Using this feature you can create a unique index that includes all rows except those where BorderColour is null.
CREATE TABLE [dbo].[UniqueExceptNulls](
[HubId] [tinyint] NOT NULL,
[CategoryId] [int] NOT NULL,
[BorderColour] [varchar](7) NULL,
)
GO
CREATE UNIQUE NONCLUSTERED INDEX UI_UniqueExceptNulls
ON [UniqueExceptNulls] (HubID,CategoryID)
WHERE BorderColour IS NOT NULL
This approach is cleaner than the approach in my other answer because it doesn't require creating extra computed columns. It also doesn't require you to have a unique column in the table, although you should have that anyway.
Finally, it will also be much faster than the UDF/Check Constraint solutions.
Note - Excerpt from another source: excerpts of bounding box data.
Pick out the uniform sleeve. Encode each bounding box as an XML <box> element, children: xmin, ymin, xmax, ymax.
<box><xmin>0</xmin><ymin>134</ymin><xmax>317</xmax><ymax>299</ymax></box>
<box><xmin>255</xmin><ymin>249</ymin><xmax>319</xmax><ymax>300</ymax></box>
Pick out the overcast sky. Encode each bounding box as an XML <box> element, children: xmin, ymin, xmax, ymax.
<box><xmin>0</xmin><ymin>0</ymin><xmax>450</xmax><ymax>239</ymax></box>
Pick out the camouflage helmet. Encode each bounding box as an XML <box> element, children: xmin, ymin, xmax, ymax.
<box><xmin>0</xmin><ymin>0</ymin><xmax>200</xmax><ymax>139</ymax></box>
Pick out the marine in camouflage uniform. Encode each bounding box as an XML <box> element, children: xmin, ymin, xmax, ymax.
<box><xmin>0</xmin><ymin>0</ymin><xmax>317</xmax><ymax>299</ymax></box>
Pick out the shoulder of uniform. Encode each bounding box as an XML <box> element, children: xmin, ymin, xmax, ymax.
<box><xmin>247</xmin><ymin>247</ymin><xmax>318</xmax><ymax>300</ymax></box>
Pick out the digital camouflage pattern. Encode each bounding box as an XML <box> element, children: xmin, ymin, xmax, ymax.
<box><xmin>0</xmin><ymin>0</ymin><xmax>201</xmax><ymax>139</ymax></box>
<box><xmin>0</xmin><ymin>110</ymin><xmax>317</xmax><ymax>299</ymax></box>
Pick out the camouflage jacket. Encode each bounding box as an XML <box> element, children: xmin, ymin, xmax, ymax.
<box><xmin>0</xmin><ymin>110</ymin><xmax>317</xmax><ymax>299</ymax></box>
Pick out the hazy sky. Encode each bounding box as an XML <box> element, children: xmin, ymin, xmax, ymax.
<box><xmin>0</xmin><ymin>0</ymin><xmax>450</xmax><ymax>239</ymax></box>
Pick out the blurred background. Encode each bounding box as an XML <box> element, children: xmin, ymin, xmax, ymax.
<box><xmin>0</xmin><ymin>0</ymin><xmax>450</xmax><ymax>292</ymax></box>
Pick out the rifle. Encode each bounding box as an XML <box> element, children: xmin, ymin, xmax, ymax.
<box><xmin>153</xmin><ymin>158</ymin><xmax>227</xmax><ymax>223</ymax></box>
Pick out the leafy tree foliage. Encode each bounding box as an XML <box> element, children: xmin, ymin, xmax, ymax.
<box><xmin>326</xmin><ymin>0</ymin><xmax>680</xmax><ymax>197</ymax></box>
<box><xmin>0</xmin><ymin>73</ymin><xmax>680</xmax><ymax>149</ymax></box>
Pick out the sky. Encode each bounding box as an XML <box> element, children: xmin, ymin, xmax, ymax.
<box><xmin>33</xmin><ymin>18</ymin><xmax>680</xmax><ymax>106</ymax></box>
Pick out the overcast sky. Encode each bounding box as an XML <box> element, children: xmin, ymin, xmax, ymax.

You can also do a trigger with something like this (this is actually overkill - you can make it cleaner by assuming the database is already in a valid state - i.e. UNION instead of UNION all etc):
IF EXISTS (
SELECT COUNT(BorderColour)
FROM (
SELECT INSERTED.HubId, INSERTED.CategoryId, INSERTED.BorderColour
UNION ALL
SELECT HubId, CategoryId, BorderColour
FROM tblArticle
WHERE EXISTS (
SELECT *
FROM INSERTED
WHERE tblArticle.HubId = INSERTED.HubId
AND tblArticle.CategoryId = INSERTED.CategoryId
)
) AS X
GROUP BY HubId, CategoryId
HAVING COUNT(BorderColour) > 1
)
RAISEERROR
If you have a unique column in your table, then you can accomplish this by creating a unique constraint on a computer column.
The following sample created a table that behaved as you described in your requirements and should perform better than a UDF based check constraint. You might also be able to improve the performance further by making the computed column persisted.
CREATE TABLE [dbo].[UQTest](
[Id] INT IDENTITY(1,1) NOT NULL,
[HubId] TINYINT NOT NULL,
[CategoryId] INT NOT NULL,
[BorderColour] varchar(7) NULL,
[BorderColourUNQ] AS (CASE WHEN [BorderColour] IS NULL
THEN cast([ID] as varchar(50))
ELSE cast([HuBID] as varchar(3)) + '_' +
cast([CategoryID] as varchar(20)) END
),
CONSTRAINT [UQTest_Unique]
UNIQUE ([BorderColourUNQ])
)
The one possibly undesirable facet of the above implementation is that it allows a category/hub to have both a Null AND a color defined. If this is a problem, let me know and I'll tweak my answer to address that.
PS: Sorry about my previous (incorrect) answer. I didn't read the question closely enough.